Ева мотнула головой. Разговаривать с ними — себя не уважать, но отвязаться уже не получится. Она идет у самой топи, где их царство, а значит, будут плестись за ней по победного.
— А ты красивая-сивая. Давно тебя не было…
— А он тебя поцелует, — проскрипела другая, и Ева замерла как вкопанная.
Завертела головой.
— Кто сказал?
— Я. — Из-за дерева появилась лоскотуха. Ее длинные черные волосы чуть светились лунным серебром, прикрывая обнаженные грудь и бедра.
— Повтори, — приказала Ева, поправляя рюкзак на спине.
— Поцелует тебя, говорю. Милый твой.
Ева хмыкнула.
— Много ты знаешь!
— Видела я его на озере. Красивый. Митя-я-я-я.
Ева закусила щеку и продолжила путь. Утопленница поплелась следом.
— И мне понравился, — раздавались за спиной всё новые и новые голоса.
— А я говорила вам, что его друга к себе забирать надо, а досталось всё ведьме! Утонул бы тогда, стал наш! Ева, а она и с твоим разговоры вела!
— Видела. Знаю!
— Не отдавай его ей! Не отдашь? — писк в самое ухо.
— А он о тебе тоже думает. — возглас другой. — Та другая хуже, чем ты.
Ева снова замерла. Обернулась.
С десяток девиц улыбались невинно, сражая своей мнимой красотой.
— Она жила с ним на озере. И он ее целовал. Но думал он о тебе! Вспоминал!

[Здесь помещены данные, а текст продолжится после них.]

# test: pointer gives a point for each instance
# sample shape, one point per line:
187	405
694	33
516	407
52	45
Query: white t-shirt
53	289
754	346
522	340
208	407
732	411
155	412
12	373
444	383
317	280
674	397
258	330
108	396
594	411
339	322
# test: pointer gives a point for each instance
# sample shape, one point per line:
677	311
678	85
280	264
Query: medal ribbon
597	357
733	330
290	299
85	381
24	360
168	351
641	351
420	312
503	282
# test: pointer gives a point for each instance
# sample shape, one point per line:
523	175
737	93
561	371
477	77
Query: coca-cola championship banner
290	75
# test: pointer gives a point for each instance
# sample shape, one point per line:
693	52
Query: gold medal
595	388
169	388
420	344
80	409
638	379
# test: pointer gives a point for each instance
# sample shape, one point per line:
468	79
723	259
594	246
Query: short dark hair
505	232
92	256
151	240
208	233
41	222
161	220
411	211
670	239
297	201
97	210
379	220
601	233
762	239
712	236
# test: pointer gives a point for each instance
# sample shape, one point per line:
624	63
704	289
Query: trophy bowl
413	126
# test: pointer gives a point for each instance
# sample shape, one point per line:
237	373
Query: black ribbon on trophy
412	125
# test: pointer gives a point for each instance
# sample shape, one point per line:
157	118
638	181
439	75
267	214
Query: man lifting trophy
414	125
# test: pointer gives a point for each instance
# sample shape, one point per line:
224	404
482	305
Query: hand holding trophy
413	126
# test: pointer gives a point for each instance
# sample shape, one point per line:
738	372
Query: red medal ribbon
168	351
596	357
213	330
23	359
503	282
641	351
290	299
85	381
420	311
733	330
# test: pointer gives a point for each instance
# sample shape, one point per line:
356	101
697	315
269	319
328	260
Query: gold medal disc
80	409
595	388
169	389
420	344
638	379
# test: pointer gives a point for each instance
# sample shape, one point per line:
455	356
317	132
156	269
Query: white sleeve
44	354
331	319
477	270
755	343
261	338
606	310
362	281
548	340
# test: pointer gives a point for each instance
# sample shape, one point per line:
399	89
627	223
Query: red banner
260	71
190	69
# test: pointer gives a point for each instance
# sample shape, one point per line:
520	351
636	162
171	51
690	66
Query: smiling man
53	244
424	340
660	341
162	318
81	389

Ева вспомнила про девушек — Марину и Анну и скрежетнула зубами. Ревность кольнула острой иглой.
— Уймитесь уже. Это не ваше дело.
— Всё что на таёжном озере делается, всё наше дело, уха-ха.
Шла всю ночь.
Небо затянуло свинцом туч. Тайгу накрыло черным покрывалом, скрывая лунный свет. Ветер бесновался. Деревья под его напором стонали и издавали скрежет.
Несколько раз она сбилась с пути, но появлявшаяся, откуда не возьмись нечисть, указывала ей путь. И вот, когда утром рассеялся густой туман, она вышла к посёлку.
Мягкий золотой свет залил крыши резных домов, на смену колючим кустарникам пришли сады в осенних цветах и маленькие пруды с кувшинками.
— Евка, ты ли это? — услышала она, наконец, человеческий голос, а не его подобие. Покосилась за спину — мавки с рассветом исчезли, убрались в свою топь — туда им и дорога! А с крайнего к лесу дома ей уже махала рукой Галина Петровна. Милая с виду бабулька, одна из самых старших в общине. Вот только милая она с одной стороны, когда в хорошем расположении духа и нежить наполовину, потому что у нее только одна костяная нога, а её дом — портал между мирами живых и мёртвых.